Documents released to the Killeen Daily Herald on the authorization of the Army psychiatrist accused of killing 13 at Fort Hood show a glimpse into the motivations of the officer when he admittedly killed soldiers Nov. 5, 2009.
Maj. Nidal Hasan released a copy of his motion to delay trial filed June 10 following a ruling on Tuesday denying his latest request for a delay. They depict his trial strategy in his upcoming court-martial, scheduled to begin with jury selection July 9.
“I want to convey to you that my actions were meant to defend a people who were attacked by the United States,” Hasan wrote in what would have been his opening statement.
“I defended them because I felt God expected me to help my fellow Muslims even if it meant giving up my worldly accomplishments and gains,” he stated.
The presiding judge in his death penalty court-martial disallowed the admission of nearly all the contents of the documents, ruling that Hasan’s defense did not meet the merits of law.
Hasan asked for a three-month delay to prepare a defense that would frame the mass shooting as a protection of Taliban fighters he believes the U.S. targeted illegally.
His case has drawn the advocacy of a University of Illinois law professor Francis Boyle, who helped arrange communications between Hasan and ex-U.S. attorney general Ramsey Clark, who may represent him in trial.
“Maj.
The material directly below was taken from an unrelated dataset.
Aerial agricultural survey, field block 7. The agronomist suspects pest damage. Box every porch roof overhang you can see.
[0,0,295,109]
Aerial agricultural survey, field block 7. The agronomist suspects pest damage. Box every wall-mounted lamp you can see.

Hasan has a constitutional right to put this defense on, a defense of others,” Boyle said when reached Tuesday in Illinois. “He was denied due process of law by the judge.”
Boyle had intended to testify on the validity of Hasan’s defense in a Fort Hood courtroom. However, the presiding judge, Col. Tara Osborn, refused his testimony based on a previous ruling on the inadmissibility of any evidence pertaining to Hasan’s defense.
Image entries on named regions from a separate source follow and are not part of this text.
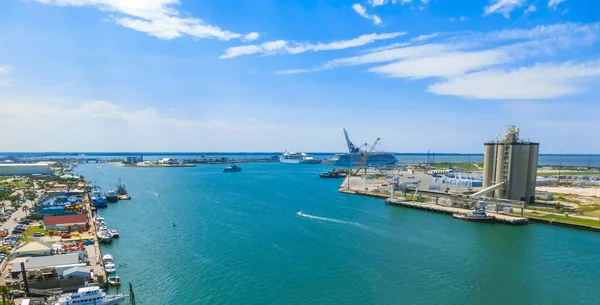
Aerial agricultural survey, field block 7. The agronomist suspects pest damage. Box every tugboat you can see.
[223,164,242,173]
[117,179,131,200]
[104,183,119,202]
[108,274,121,286]
[319,168,347,178]
[452,203,496,223]
[90,186,108,208]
Boyle taught at Harvard University and provided legal advice to the Palestinian Liberation Organization and a provisional Palestinian government. He also was qualified to testify in numerous military trials, according to documents filed with the court.
Boyle would have testified that the war in Afghanistan is illegal. Hasan would have used the testimony to bolster his case. Boyle said he may appeal the judge’s denial of his testimony if authorized by Hasan.
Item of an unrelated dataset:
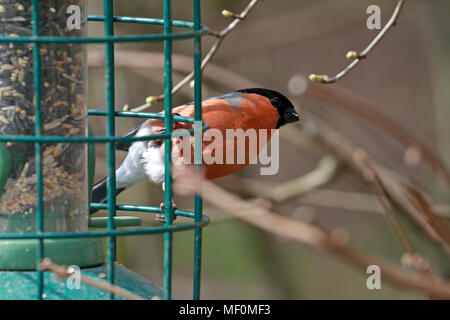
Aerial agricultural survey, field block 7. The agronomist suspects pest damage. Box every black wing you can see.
[116,126,141,151]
“This is completely outrageous what is going on down there,” Boyle said.
Hasan’s former defense attorney, John Galligan, who meets regularly with Hasan regarding a civil matter, said opinions from veteran attorneys like Boyle and Clark show the judge erred when she disallowed Hasan’s defense.
“He’s been forced to defend himself and told he has no defense,” Galligan said.
Hasan, 42, stated he would take the stand and admit to opening fire on soldiers and civilians on Nov. 5, 2009, at the Soldier Resource Processing Center on post.
He also calls himself a “simple person” and acknowledges the difficult task of representing himself at his death penalty trial stating “if I seem a little disorganized I probably am” and noting the challenges jurors will face with his defense.
“It’s not going to be easy because you are in the military and may have even participated in those attacks,” he stated. “You may even get angry with me.”